10. I have been referred to a number of authorities which are well known and do not require repetition in this judgment. Suffice it to say that I have carefully considered the principles enunciated in Duff v. Mangan (1994: 1: ILRM), State (Abenglen Properties Limited) v. Dublin Corporation (1984: I.R. 381), Dineen v. Delap (1994: I.R.: 228) and Sweeney v. Brophy (1993: 2: I.R.: 202). Even allowing for the factual divergencies which emerge from the Affidavits and which have not been resolved by cross-examination, it is clear that the actual sentence of six months together with a two year suspension of licence was imposed without the Appellant's Solicitor and Counsel being involved in the second part of the hearing before the learned first named Respondent. Regardless of whether they did or did not have an opportunity to request such involvement, it seems to me that at the very least an impartial by-stander observing the proceedings could reasonably have come to the conclusion that the Appellant was sentenced without have been heard in relation to the second part of the proceedings. There is a substantial difference between a sentence of 40 hours community service and a two year suspension of licence with the possibility (in the event that a report indicated the Appellant to be not suitable for community service) of a three month prison sentence with such suspension on the one hand and on the other an immediate unqualified six months prison sentence with such suspension. The fact is that the Appellant did not make submissions in relation to this sentence and I do not think that he had an adequate or satisfactory opportunity to deal with the new evidence or make submissions.

In Duff v. Mangan (1994: ILRM: 91) the judgment of the Supreme Court was delivered by Denham J. At page 96 she said:-

"Certiorari will not lie regarding a matter which is pending before an Appellate Court.
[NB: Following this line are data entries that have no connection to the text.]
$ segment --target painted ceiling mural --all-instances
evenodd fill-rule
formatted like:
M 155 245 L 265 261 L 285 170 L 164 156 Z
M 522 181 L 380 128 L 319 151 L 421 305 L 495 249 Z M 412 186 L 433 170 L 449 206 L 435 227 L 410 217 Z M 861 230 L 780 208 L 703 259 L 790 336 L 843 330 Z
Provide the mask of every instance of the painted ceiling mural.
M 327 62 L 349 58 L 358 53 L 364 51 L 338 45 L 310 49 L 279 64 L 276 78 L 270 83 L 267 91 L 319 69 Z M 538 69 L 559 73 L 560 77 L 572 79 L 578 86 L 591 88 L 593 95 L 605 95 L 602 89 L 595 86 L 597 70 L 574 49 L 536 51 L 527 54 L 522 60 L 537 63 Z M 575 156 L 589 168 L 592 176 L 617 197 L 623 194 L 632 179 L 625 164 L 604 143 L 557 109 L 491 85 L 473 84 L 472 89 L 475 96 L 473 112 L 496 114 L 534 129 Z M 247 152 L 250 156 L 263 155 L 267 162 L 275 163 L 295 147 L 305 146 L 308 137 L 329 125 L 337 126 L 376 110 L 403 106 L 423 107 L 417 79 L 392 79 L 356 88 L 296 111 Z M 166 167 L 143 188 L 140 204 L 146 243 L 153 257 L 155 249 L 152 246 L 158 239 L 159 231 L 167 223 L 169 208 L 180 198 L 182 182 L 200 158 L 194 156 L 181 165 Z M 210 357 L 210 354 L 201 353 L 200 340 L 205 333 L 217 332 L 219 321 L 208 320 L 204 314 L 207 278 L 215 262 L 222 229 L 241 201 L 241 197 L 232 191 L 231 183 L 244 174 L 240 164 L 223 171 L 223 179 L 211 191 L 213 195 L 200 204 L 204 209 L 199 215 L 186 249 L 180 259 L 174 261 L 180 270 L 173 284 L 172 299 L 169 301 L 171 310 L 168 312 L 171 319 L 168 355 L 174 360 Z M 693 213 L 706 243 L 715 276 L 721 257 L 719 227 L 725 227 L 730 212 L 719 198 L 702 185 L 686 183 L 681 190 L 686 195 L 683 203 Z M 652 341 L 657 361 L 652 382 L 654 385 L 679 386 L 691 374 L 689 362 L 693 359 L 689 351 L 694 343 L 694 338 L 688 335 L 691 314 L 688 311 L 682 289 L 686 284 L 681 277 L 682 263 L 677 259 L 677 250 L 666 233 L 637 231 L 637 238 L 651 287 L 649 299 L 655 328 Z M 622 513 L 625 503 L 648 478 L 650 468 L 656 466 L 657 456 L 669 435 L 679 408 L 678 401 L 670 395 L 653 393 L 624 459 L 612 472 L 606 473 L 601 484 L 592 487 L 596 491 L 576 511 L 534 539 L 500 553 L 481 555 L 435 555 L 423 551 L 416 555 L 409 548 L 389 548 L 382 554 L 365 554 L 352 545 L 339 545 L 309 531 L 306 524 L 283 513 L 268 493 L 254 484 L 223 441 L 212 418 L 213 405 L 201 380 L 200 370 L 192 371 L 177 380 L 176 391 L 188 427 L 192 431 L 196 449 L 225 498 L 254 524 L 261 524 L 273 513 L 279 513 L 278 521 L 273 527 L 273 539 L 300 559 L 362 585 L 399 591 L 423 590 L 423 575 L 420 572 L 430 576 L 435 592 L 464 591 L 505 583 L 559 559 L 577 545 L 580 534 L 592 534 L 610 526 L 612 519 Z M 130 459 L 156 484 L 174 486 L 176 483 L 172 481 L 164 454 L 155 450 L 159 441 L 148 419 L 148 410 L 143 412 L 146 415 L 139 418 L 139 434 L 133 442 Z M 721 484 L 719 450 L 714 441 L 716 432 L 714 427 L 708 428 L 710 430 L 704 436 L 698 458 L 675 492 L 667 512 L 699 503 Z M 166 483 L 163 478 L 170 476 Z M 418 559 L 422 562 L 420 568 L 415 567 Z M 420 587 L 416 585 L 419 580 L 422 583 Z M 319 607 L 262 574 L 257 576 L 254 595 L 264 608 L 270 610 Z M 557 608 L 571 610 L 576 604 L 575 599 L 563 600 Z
In State (Roche) v. Delap (1980: I.R. 170) Henchy J. having agreed with the conclusion that the conviction in the District Court was bad because it failed to disclose that the sentence was imposed in pursuance of the jurisdiction conferred by Section 13 of the Criminal Justice Act, 1960, which meant that the Order was bad on its face for failure to show jurisdiction, stated at page 173:

'However, it does not follow from this conclusion that Certiorari should have issued. The prosecutor elected to appeal to the Circuit Court. There he allowed the appeal to be opened and did not contend that his conviction (as distinct from the sentence) was other than correct. While that appeal was pending, it was not open to him to apply for Certiorari: see R (Miller) v. Monaghan J.J . which shows that he should have elected either for appeal or for Certiorari. It was not within the competence of the High Court to intervene by Certiorari to quash a conviction and sentence when an appeal had not alone been taken to the Circuit Court but that appeal was actually in the process of being heard in that Court'.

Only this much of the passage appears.